The case conversion rule is:
Generated by machine learning from text with correct case relationship and dependency status,
The language processing method according to claim 8.

The dependency state is
About the semantic main part of the phrase, it is the information about the main part and the main part
The language processing method according to claim 8 or 9, wherein

The dependency state is
For the semantic headings of clauses, the information of the annexes to the source and destination headings and semantic headings, the part of speech of the semantic head or the semantic category of the semantic head, the predicate or behavioral noun, the semantic attribute or modifier Or information on the genre or category to which the word or text appears in the same text,
The language processing method according to claim 8 or 9, wherein

The case conversion rule is:
A step of parsing a text to be analyzed described in a natural language in which a term structure is given to a predicate or a behavioral noun, and analyzing a dependency set between clause sets and clauses;
A main part specifying unit specifying a semantic main part for each phrase from the words determined as independent words in the phrase by the syntactic analysis unit, and creating a main part table;
A dependency relationship analysis unit between the heads adds a dependency clause of the clause for each clause of the head table, and adds, to the head table, an ancillary word that follows in the clause to which the head belongs,
The case conversion rule learning unit extracts, from the term structure of the predicate or behavioral noun assigned to the text, the required surface case for the basic form of the predicate and behavioral noun and the phrase to which each word belongs, and the term structure correct answer A table is created, and each clause of the term structure correct answer table is converted to a head with reference to the head table, and the dependency relationship of clauses in the input text corresponding to the required case of each predicate and action noun is The step of adding to the term structure correct answer table and the case conversion rule output unit are generated from the step of outputting the obtained predicate and the behavioral noun as a case conversion rule.
The language processing method according to claim 8.

A further thesaurus
The case conversion rule learning unit searches the thesaurus and extracts a high-level concept of a word in the term structure correct answer table, and then creates a rule that replaces the extracted word with the original word, The language processing method according to claim 12, wherein the language processing method is added to a term structure correct answer table.
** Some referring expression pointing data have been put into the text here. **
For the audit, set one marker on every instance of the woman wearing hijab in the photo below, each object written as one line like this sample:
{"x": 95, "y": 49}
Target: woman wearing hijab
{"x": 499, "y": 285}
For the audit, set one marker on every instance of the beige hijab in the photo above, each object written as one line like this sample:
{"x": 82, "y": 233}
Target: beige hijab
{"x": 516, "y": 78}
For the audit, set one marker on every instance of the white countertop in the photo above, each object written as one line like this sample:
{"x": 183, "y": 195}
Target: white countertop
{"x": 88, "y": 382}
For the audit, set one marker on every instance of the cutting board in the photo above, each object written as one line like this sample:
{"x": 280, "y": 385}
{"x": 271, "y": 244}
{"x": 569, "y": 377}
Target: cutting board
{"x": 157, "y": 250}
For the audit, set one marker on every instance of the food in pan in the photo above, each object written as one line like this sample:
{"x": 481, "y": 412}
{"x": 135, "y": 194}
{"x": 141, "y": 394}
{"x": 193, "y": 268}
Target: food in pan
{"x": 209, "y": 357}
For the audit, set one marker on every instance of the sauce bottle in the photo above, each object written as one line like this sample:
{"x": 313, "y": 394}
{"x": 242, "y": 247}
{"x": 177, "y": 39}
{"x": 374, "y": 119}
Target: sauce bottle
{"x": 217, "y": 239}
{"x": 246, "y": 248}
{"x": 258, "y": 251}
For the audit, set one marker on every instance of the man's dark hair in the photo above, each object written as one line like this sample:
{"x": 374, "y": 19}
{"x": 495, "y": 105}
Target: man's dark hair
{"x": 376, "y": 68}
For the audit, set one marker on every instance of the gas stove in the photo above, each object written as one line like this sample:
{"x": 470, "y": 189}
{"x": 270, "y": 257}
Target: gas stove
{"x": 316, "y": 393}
13. The language processing method according to claim 12, wherein the case conversion rule learning unit learns a case conversion rule by machine learning of a correct case conversion rule described in the term structure correct answer table.

A language processing program for causing a computer to function as each unit in the language processing apparatus according to claim 1.

A computer-readable recording medium on which the language processing program according to claim 15 is recorded.